Le blâme est la sanction la plus légère possible. Les actions de Fabrice Burgaud dans cette affaire de pédophilie, devenue un véritable tollé, ont été évaluées par ses collègues du Conseil Supérieur de la Magistrature. Les sages ont estimés qu’il avait commis « un certain nombre de négligences, maladresses et défauts de maîtrise dans la conduite de l’information ». Des erreurs qui ne sont pas condamnables séparément mais dont « l’accumulation constitue en l’espèce un manque de rigueur caractérisée ». Le professionnalisme, l’investissement et le sérieux du juge Burgaud ne sont donc pas remis en cause. 

Ceux que l’on appelle maintenant les victimes d’Outreau, 12 personnes accusées à tort, ayant pour la plupart fait des peines de prison préventive, se sentent lésées par cette décision. Alors que le ministère de la Justice réclamait une sanction plus sévère, un an d’exclusion de la magistrature, les acquittés estiment que les souffrances qu’ils ont endurées ne sont pas reconnues. Ils continuent de reprocher une attitude froide et désinvolte de la part du juge qui les aurait condamnés trop vite, sans vouloir les écouter. 

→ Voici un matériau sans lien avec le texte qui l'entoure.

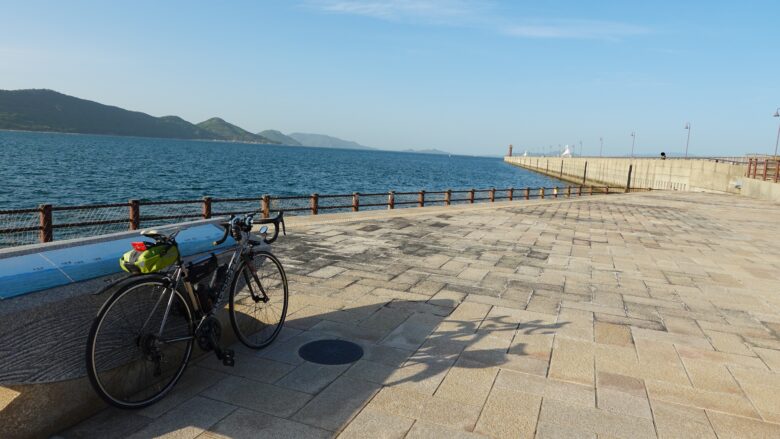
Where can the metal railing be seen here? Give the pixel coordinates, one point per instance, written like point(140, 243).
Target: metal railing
point(41, 224)
point(764, 168)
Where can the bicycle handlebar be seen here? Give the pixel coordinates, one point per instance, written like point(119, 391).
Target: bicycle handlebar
point(247, 223)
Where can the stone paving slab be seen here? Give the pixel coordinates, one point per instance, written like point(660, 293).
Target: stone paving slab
point(644, 315)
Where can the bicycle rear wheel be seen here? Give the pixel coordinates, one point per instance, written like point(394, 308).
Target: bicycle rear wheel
point(258, 300)
point(131, 361)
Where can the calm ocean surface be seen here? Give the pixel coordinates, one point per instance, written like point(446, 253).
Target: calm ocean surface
point(68, 169)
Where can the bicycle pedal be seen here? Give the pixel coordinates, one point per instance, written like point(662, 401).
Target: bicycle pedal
point(228, 358)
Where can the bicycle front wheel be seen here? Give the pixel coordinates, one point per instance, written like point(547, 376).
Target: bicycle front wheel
point(258, 300)
point(133, 357)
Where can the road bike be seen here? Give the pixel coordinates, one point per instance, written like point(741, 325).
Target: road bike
point(142, 338)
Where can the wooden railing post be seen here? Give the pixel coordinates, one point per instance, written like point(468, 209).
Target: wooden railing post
point(206, 207)
point(45, 233)
point(585, 174)
point(265, 206)
point(777, 170)
point(135, 214)
point(315, 203)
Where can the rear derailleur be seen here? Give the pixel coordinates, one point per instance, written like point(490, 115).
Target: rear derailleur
point(208, 335)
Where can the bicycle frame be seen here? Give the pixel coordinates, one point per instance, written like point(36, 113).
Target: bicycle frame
point(178, 276)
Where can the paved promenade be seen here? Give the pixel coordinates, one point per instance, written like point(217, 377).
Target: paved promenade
point(638, 316)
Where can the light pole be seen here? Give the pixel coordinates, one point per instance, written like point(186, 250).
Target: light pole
point(777, 114)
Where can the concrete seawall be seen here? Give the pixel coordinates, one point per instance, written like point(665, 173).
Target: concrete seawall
point(684, 175)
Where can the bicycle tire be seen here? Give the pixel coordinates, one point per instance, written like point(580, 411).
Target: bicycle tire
point(255, 336)
point(139, 343)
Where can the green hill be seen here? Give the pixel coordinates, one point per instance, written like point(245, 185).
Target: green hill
point(47, 110)
point(323, 141)
point(277, 136)
point(228, 131)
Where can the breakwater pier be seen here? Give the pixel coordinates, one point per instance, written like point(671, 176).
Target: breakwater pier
point(755, 176)
point(640, 315)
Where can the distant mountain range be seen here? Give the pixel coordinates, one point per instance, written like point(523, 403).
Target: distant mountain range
point(323, 141)
point(229, 131)
point(48, 110)
point(277, 136)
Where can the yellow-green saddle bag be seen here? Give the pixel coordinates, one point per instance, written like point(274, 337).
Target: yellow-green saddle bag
point(156, 257)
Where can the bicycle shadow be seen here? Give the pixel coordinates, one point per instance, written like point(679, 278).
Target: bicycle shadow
point(406, 344)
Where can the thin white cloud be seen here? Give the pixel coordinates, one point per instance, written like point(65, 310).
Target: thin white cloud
point(399, 10)
point(575, 29)
point(478, 14)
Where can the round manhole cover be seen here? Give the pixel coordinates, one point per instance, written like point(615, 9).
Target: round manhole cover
point(331, 352)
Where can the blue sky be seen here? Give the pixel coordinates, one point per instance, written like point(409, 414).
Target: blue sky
point(463, 76)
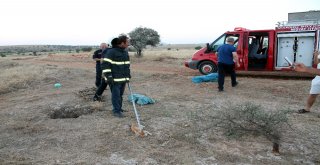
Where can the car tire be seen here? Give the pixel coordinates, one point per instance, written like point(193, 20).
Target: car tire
point(207, 67)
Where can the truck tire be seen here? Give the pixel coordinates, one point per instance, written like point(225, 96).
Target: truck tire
point(207, 67)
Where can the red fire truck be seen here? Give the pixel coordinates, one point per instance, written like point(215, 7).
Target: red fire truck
point(262, 50)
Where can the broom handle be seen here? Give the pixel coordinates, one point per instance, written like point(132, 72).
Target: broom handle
point(134, 106)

Les erreurs ont été multipliées dans cette affaire. Des exemples de non respect de la présomption d’innocence, des manquements aux procédures, la prise en compte de témoignages contradictoires, notamment chez les mineurs interrogés se sont multipliés au fil de l’instruction. Le juge Burgaud, isolé dans sa responsabilité de prise de décision s’est ainsi mépris sur des détails importants. Ces incidents ont coûté aux accusés innocentés plusieurs années de liberté et une terrible humiliation. Une accusation d’abus sexuel sur mineurs est souvent perçue avec une terrible violence par le public qui s’est fié aux avis du magistrat. Un 13ème accusé emprisonné à tort s’est donné la mort en prison. 

Cette affaire est devenue un argument de poids justifiant la réforme du juge d’instruction proposée par le président Sarkozy. Le rôle trop important et parfois ambigu de ce magistrat étant dénoncé par une partie de l’Assemblée Nationale. Réduire son autorité et préciser son rôle sont devenus un leitmotiv visant à tirer des leçons du procès Outreau. Nicolas Sarkozy a ainsi relancé ce débat la semaine dernière, ne voulant pas laisser passer cette occasion et souhaitant ne plus jamais voir ce type de dysfonctionnements. 

C’est en partie pour cette raison que Fabrice Burgaud rejette la décision du Conseil Supérieur de la Magistrature. Il ne reconnaît pas les fautes qui lui sont reprochées et continue de clamer avoir mené cette affaire comme il l’aurait dû. Pour lui, les reproches qui lui sont faits sont faux. Il fait donc appel de cette décision et entend déposer un recours devant le Conseil d’Etat. Au-delà du blâme, c’est l’instrumentalisation de ce fiasco qu’il rejette. Pour lui, cette décision a été prise par ses pairs sous pression du public et des politiques ne pouvant tolérer que personne ne paie les conséquences d’Outreau. M. Burgaud note d’ailleurs qu’il n’est pas innocent que le président ait ressorti le dossier du juge d’instruction au moment même ou la décision le concernant devait tomber. 

Il n’y a donc pour l’instant aucune vraie réponse au naufrage du procès d’Outreau. Les acquittés accusent la magistrature de se protéger en couvrant ce jeune juge dont ils mettent en question la capacité à mener ce genre d’affaires en sortie d’école de la Magistrature. Le juge Burgaud lui clame sa compétence et son sérieux et refuse d’être sacrifié pour justifier une réforme politique. Les souffrances individuelles des familles, des enfants et des victimes du procès risquent vite de disparaitre dans la polémique qui s’annonce.